ST. PETERSBURG, January 25. /TASS/. St. Petersburg’s historians presented a book North’s Images, which unites images of northern themes in porcelain collections, photographs, paintings, and posters from St. Petersburg’s museums.
The authors are historians from the Hermitage, Russian Museum, the City Historical Museum and from St. Petersburg’s University. The book would be a part of a nine-volume series "North’s Development: Thousand Years of Success," devoted to the North’s development - from the museum point of view. This project was initiated and continues with support from the Norilsk Nickel Company (Nornickel) in cooperation with museums from Russian cities - Veliky Novgorod, Moscow, St. Petersburg, Vyborg, Omsk, Perm, Salekhard, Murmansk, Arkhangelsk, Krasnoyarsk and Norilsk.
"Every city, participating in the project, at first opens an exhibition and then publishes a book. The project has been implemented already in Veliky Novgorod and Moscow, and St. Petersburg is the third, it will be followed by Vyborg, Omsk, Perm, Murmansk, Arkhangelsk, Krasnoyarsk and Norilsk," Nornickel’s project director and head of the company’s humanitarian projects Yulia Kantor told TASS. The project would continue to 2019 - by that time the country’s biggest libraries and museums will receive all the nine volumes.

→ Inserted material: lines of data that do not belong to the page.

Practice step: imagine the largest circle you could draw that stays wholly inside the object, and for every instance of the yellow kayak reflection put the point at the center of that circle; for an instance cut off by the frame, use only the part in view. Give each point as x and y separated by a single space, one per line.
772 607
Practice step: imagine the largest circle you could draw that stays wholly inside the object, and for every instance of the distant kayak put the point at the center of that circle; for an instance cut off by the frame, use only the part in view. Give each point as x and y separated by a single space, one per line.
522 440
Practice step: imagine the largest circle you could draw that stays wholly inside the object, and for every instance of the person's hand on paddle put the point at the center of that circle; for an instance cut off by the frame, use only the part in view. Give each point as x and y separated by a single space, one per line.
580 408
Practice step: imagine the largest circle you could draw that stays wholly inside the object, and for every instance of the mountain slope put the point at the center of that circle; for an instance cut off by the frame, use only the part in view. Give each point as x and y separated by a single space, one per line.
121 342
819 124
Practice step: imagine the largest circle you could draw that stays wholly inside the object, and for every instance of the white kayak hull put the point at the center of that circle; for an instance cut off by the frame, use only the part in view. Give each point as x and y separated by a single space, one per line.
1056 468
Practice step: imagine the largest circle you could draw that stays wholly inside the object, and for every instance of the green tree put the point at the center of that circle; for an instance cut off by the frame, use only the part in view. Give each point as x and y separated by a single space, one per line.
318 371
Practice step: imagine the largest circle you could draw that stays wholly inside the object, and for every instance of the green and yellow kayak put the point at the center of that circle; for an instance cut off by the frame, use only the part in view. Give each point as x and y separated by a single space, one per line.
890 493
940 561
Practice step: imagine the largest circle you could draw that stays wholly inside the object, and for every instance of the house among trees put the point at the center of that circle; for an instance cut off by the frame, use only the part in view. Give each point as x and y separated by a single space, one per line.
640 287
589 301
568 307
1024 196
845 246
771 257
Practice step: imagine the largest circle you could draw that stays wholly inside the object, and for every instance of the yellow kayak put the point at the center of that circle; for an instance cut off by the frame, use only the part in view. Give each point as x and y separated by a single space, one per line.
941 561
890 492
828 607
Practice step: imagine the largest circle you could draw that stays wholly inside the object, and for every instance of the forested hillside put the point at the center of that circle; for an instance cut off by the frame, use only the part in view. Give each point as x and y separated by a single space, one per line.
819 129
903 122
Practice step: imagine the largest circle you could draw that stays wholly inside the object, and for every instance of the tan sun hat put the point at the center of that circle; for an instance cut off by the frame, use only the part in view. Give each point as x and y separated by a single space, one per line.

Veliky Novgorod’s book and exhibition told about first Russian expeditions to the North; the Moscow part told about first maps of the northern territories, about how they were etched and where they were printed. The volume, prepared by St. Petersburg, tells about the turning points in development of the North.
The most popular character in St. Petersburg’s part is the polar bear. The exhibition, and after it - the book, demonstrated images of that animal on porcelain plates, its first ever photographs, taken by members of the first polar expeditions. The Arctic Images’ conception author Irina Karpenko explained to TASS why images of the North and polar bear were used actively in advertising and printed materials in the late XIX - early XX centuries. According to her, the booming economic growth brought many Russian companies to European markets, and the businesses wanted to have clearly impressive images.
"The word ‘North’ and the polar bear’s images became very popular in the trade in the late XIX - early XX centuries, as many Russian companies accessed the European markets then. If a Russian company wanted to make clear its product comes from Russia and it is of high quality, it wanted to use in Europe the well-known Russian images. Those are winter, those are bears, and beautiful young women," the expert said. Images of Russia as a northern country became "a part of the Russian identity," she continued, and thus were used in advertising very actively at that time.
Along with the book for adult readers, the St. Petersburg historians wrote a book for children. "We were overwhelmed while working on the exhibition, and instead of elementary coloring pages, which we usually prepare for our exhibitions, we wrote another book," she said.
The children’s book has ten chapters, where kids learn history from stories, narrated by a polar bear. One of the stories is about the Ursa Major constellation, which name means Great Bear in Latin. The little readers also learn about perfume with northern names, and other stories.